You can look at those people in light of their most recent transgressions and say, Ah, I see the failing that led up to this calamitous fall. Or, Ah, I always suspected. Or, Ah, I told you so.
There is some value to this, of course, if you examine yourself through and through, if you comb through your own life to find if that same root might one day flower into a full-grown plant, to find if you’re hiding the same sort of bodies in a closet somewhere.
As a leader of a church you can ask yourself how you can prevent your charges from falling into grievous sin. But from a human perspective there isn’t anything you can do. People are good at façades, good at erecting walls and appearing perfect when they are in fact anything but.

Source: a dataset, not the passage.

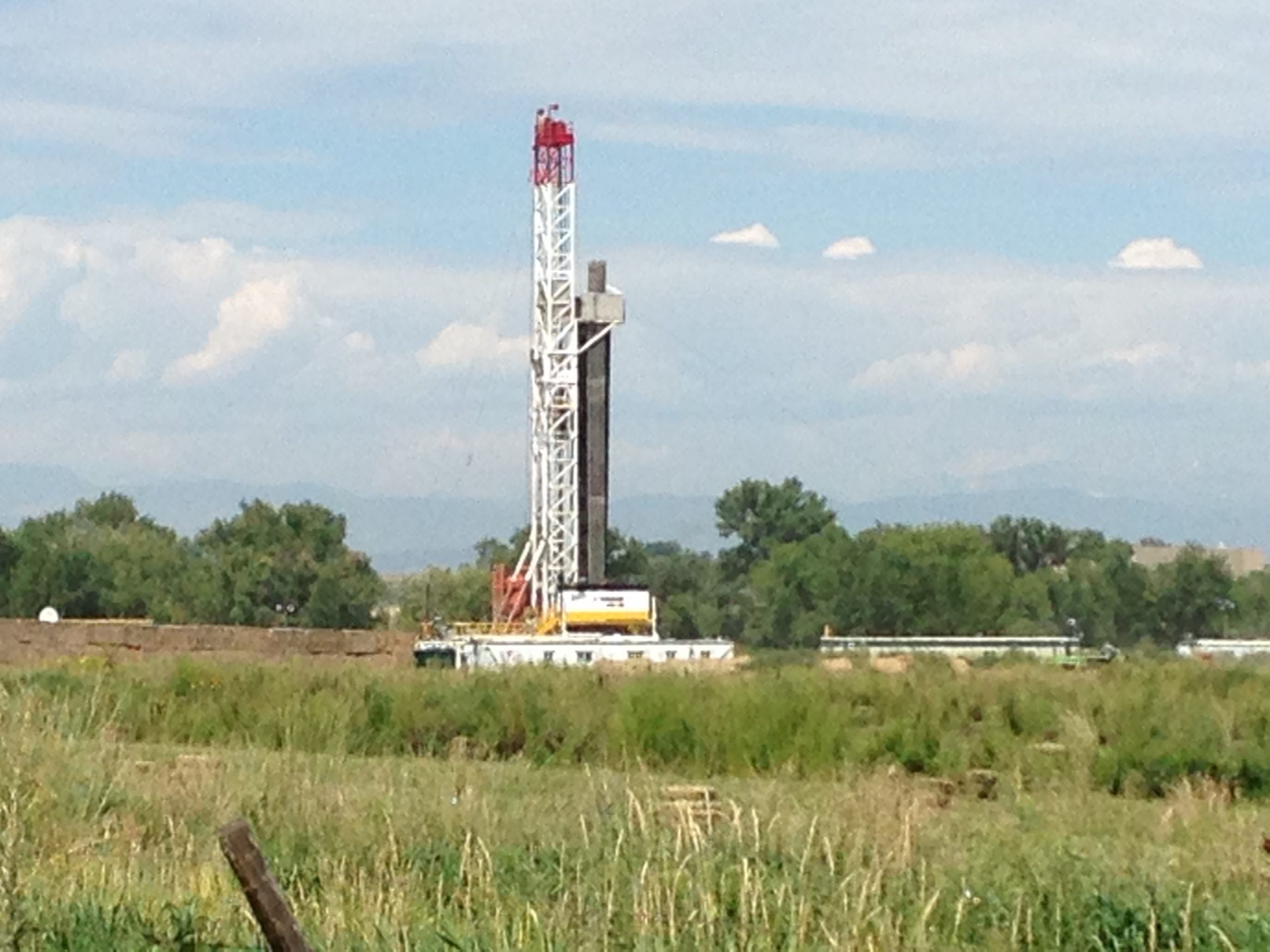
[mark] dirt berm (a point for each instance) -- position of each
(24, 643)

Quite a few churches seem oblivious to this fact. It’s non-obvious to them, and probably for good reason. After all, if the intensive study of scripture, if participation in an ancient tradition, if having the right doctrine and presumably the right relationship with God, if the right kind of exegetical preaching with enough emphasis on sin, if these things don’t produce a church full of the proper kind of people, what can? Everyone feels like they should be better; they should be sinning less, they should be doing more, they should be… something. And everyone else looks just like this portrait of the perfect Christian, so we all just pretend.
This happens in every kind of church. Post-modern, modern, ancient, whatever. Because it’s human nature, and human nature is a hard thing to get over.
It doesn’t, of course, have to be this way. The recognition of sin shouldn’t drive people ever more into a world of spackle and paste and paint and fabric, but deep into the arms of God’s grace. The recognition of imperfection should drive men and women to break down the walls between then, no matter what these walls are made of. Whether they’re middle-class suburban perfection, or theological precision, or a pious but empty care for the disenfranchised.
What else do we share? Rich, middle-class, poor: We’re all deeply and entirely flawed. Flawed to the point that each of us, apart from Christ, is liable to fall horribly. Even in Christ we still have that old man nipping on our heels.
I speak from deep within this myself. I am imperfect. I am part of a community of believers who are imperfect. Our leadership is imperfect. Our feeble attempts to draw close to God are imperfect.
But the most important thing, I think, is the realisation, and then the action. A kind of humility that gives grace to those who have fallen, who have done terrible things, whether they are living in rebellion against God or not, and whether they are seeking forgiveness and reconciliation or not.